Paperwork. Behind the scenes of a creative mind.

No one likes doing paperwork. Especially not creative people. It is time away from making and designing but it is necessary.

Inventory, stock lists, CV's, artist's statements, terms and conditions, invoices, contracts and order forms are all important parts of running a small business and when you are a sole trader it falls to you to handle all paperwork yourself.

My paperwork skills are quite good, perhaps a little too good. I am very meticulous but this can often get in the way of a streamlined paperwork system! For my inventory I currently have a word document, an excel document, a book where I keep hard copies and a folder for each stockist where I also keep hard copies, which all need updated every time I send work to a stockist. This is paper and labour intensive!


It is a bit strange that someone who worked in inventory for her day job for so long has such an archaic inventory system but it does work for me!

My main struggle with my paperwork is that all my stockists carry out their paperwork differently. Some ask you to invoice them, others don't, some pay after one month, others after two, some even pay at the end of the exhibition period. Also, every gallery's codes work differently. Sometimes they'll inform me that a piece has sold but they only have it listed in their codes, so I have no idea what has and hasn't sold until the unsold work is delivered back to me at the end of the exhibition period. This has caused many a mix up in the past but I haven't quite worked out a way to rectify it yet. It's something to work on at least!

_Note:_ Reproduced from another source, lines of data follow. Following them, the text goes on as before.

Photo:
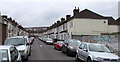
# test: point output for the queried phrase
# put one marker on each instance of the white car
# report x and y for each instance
(93, 52)
(22, 44)
(9, 54)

Last year I bought Angie Boothroyd's book Setting Up a Successful Jewellery Business (see The Design Trust's review of the book here). It may seem an odd read for someone who has been in business for 9 years but this book is great for new starts as well as people who have been in business for years like myself. There is always something you won't have thought of or a better way to do something, so I never write off set up guides or any kind of business advice.

Recently I have been trying to update my CV and artist's statement but I have been really struggling due to not being able to 'step back' from them. I was offered some help via LinkedIn by Stephanie Webster and I am so grateful to Stephanie for all her ongoing help. It really makes a difference when someone else looks at what you are working on with fresh eyes.

I have also found some great blog posts by illustrator Sue Bulmer that have helped me to work out better ways to do my paperwork, as well as the things I need to put in my terms and conditions and contracts.

It may not be a subject that brings a smile to our faces but it's definitely one that's worth discussing with fellow crafters. If anyone has any tips on how they handle their paperwork please let me know.